I believe that this exact combination of professionalism, loyalty, creativity, and emotion is one of the reasons why our company today has a culture we are especially proud of.

 

When you look back at the decades behind you and all the transformations your company has gone through, what do you want your lasting legacy on the Serbian fashion market to be? Where do you see the company in the next ten years?

I think the greatest challenge over the years has actually been to remain true to who you are. Trends change, the market changes, generations change, as does the way people experience fashion and retail today. But what I would like is for our company never to lose its identity, its values, and the ideals on which it was founded. Regardless of growth and evolution, I want us to preserve the very things that made people trust us from the beginning.

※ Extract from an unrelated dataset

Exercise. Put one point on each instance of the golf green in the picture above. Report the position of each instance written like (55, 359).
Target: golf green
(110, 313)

It is especially important to me that the founder’s vision is remembered, along with everything he built into this company — the years of work, sacrifice, energy, and love woven into every part of it. Today, with Fashion Company existing for more than 40 years and operating across seven markets, with more than 80 brands in its portfolio, a strong e-commerce segment, and a developed loyalty program, we are becoming increasingly aware of how strong and far-reaching the foundations on which the company was built truly were. This is not a company that was created overnight, but a story built through decades of immense work and sacrifice. I would like that tradition and legacy to remain recognized in the years to come, while we continue to develop them in a contemporary way — through new markets, new ideas, and brands that people will genuinely love.

When I think about the next ten years, I see a company that continues to grow, but without losing emotion or closeness to people. We have a clear vision, serious plans, and the feeling that we are only at the beginning of many great things. I believe we will continue to surprise the market.

Still, honestly, no success has meaning without people. The greatest value of this company is the people who make it what it is — all those who have taught me, guided me, criticized me when needed, and helped me grow. I am endlessly grateful to be surrounded by people with whom I can share the same values, energy, and ambition. At the end of the day, without people, you cannot make a meaningful step forward; and with the right people, you feel that together you can push boundaries much further than you ever thought possible.